Se l'arte è astrazione della forma, la fotografia è eversiva, perchè spinge a focalizzare sempre sul caso singolo, suilla cosa non sulla sua essena. Il contenuto di traccia di cui la fotografia non può mai liberarsi, impone infatti questo riferimento alla cosa che c'è, come se si trattasse di una zavorra che impedisce all'immagine, alla forma di elevarsi dalla concreta e pesante realtà del mondo verso l'iperuranio delle ideee platoniche, delle essenze metafisiche, dei puri concetti.
Tuttavia, come nota benissimo il fotografo Robert Adams, di fronte all'immagine e in particolare al paesaggio, abbiamo a che fare sempre con tre verità: quella geografico spaziale - oppure la cosa singolarte, l'oggetto pesante della realtà -, quella autobiografica, cioè l'insieme delle ragioni esistenziali che portano il fotografo a quel determinato sguardo, e infinme quella metaforica che dipende tanto dall'immagine come tale quanto dallo sguardo di colui che vi si approccia, cioè dalla sua cultura, dalla sua storia, dalla sua sensibilità. Il gioco di queste tre verità rende per sua natura ambigua e sfuggente ogni fotografia, oppure, meglio, la rende più ricca, perchè più capace di comunicare a molti livelli, tranne quello metafisico, per il quale per quanto si sforzi si dimostra veramente poco adatta.

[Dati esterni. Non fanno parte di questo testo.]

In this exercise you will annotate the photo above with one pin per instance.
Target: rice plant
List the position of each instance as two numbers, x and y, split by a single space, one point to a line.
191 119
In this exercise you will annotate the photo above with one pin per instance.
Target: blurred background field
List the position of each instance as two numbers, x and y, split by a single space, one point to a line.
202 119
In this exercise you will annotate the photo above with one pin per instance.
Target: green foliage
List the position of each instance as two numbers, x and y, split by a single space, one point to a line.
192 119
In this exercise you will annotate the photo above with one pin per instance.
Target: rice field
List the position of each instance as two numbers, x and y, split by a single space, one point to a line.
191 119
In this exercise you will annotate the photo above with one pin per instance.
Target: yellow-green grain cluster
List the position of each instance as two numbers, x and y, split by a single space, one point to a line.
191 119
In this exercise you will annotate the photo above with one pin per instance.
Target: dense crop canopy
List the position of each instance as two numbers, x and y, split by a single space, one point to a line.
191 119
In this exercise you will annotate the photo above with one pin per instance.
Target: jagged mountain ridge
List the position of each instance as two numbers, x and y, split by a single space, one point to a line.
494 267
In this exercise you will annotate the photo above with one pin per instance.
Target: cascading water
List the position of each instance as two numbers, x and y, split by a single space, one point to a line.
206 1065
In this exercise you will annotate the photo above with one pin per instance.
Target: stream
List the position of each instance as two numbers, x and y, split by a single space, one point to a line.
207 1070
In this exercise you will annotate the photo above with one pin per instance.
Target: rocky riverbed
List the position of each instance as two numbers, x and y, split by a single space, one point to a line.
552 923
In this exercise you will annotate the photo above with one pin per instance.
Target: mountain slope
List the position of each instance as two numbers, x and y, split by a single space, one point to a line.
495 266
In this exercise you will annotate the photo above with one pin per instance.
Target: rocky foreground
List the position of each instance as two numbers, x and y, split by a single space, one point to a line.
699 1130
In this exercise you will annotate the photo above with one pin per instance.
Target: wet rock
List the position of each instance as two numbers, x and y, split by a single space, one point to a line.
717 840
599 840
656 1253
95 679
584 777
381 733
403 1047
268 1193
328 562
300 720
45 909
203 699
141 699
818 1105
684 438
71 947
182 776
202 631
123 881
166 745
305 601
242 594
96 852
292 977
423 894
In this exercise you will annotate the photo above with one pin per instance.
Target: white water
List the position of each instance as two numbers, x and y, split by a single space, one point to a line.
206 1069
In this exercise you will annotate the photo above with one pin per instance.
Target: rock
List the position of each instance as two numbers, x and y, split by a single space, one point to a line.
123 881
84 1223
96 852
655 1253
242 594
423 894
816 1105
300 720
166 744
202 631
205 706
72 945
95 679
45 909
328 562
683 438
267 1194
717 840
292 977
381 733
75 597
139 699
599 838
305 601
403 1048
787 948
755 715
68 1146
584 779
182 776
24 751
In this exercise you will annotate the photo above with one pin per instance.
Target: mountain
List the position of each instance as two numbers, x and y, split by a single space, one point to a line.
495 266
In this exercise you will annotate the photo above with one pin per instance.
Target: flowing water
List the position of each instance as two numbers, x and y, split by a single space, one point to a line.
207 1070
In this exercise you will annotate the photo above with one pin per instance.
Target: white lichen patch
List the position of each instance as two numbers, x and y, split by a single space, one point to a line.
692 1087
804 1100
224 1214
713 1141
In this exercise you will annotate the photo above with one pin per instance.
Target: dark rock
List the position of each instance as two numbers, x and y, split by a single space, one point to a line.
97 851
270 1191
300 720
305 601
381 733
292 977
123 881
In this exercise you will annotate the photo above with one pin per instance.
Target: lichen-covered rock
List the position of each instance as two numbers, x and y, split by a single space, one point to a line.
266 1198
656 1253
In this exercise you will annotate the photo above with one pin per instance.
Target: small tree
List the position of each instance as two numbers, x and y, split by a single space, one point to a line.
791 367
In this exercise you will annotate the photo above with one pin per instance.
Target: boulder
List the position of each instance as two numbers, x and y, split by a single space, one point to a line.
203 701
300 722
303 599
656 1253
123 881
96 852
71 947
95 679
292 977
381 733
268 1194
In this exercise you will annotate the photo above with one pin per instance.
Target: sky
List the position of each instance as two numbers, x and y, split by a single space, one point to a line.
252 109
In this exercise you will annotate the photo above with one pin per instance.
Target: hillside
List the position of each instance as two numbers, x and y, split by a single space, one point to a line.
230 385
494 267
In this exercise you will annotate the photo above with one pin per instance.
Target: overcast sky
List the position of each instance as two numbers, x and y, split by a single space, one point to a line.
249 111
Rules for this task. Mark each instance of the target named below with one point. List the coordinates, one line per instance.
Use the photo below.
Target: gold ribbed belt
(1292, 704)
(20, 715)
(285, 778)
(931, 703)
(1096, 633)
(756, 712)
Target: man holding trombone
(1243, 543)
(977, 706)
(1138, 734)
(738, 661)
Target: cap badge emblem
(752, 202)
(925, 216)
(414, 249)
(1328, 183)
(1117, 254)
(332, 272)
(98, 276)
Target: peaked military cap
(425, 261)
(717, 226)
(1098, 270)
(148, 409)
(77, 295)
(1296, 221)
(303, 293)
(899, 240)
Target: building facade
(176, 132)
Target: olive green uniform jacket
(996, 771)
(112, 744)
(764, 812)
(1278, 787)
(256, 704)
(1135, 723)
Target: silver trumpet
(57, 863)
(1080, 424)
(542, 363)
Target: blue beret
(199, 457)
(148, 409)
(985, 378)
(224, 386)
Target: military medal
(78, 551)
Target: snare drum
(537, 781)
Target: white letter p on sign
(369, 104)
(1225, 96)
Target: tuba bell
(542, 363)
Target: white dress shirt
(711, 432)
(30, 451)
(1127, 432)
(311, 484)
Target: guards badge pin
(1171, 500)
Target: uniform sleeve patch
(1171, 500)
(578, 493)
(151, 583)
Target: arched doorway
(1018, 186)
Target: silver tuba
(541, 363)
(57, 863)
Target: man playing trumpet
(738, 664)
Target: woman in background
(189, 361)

... a meno che per "meta-fisico" non si intenda esattamente ciò a cui tende il "meta-forico". I termini chiave della metafisica non sono forse metafore talmente irrigidite (qualcuno direbbe "esauste") da sembrare "morte", "catacresi", credo che si dica? Anima, spirito, psiche, pneuma, atman ecc. sono modi diversi, in lingue diverse, di dire "respiro". L'intuizione è che "qualcosa", a cui non si può alludere che per metafora, renda vivente il vivente, qualcosa di non riducibile all'ingranaggio meccanico che il vivente appare essere (costituito da proteine, enzimi, vitamine e altre strutture la cui interazione reciproca ci illudiamo di "governare" p.e. matematicamente... se questa non è la vera, cattiva metafisica!). Si tratta allora (e l'arte in generale e la fotografia in particolare possono offrire il loro prezioso contributo in tale direzione) di "ricordare" che viviamo di metafore (la foresta di simboli di Baudelaire) e che queste alludono sempre ad alcunché... E siamo così certi che Platone c'entri poco? Se questo "qualcosa" fosse il punto all'infinito della prospettiva rinascimentale, figlia visibile della meditazione neoplatonica di Cusano, Ficino e Bruno, madre "tecnica" della moderna fotografia?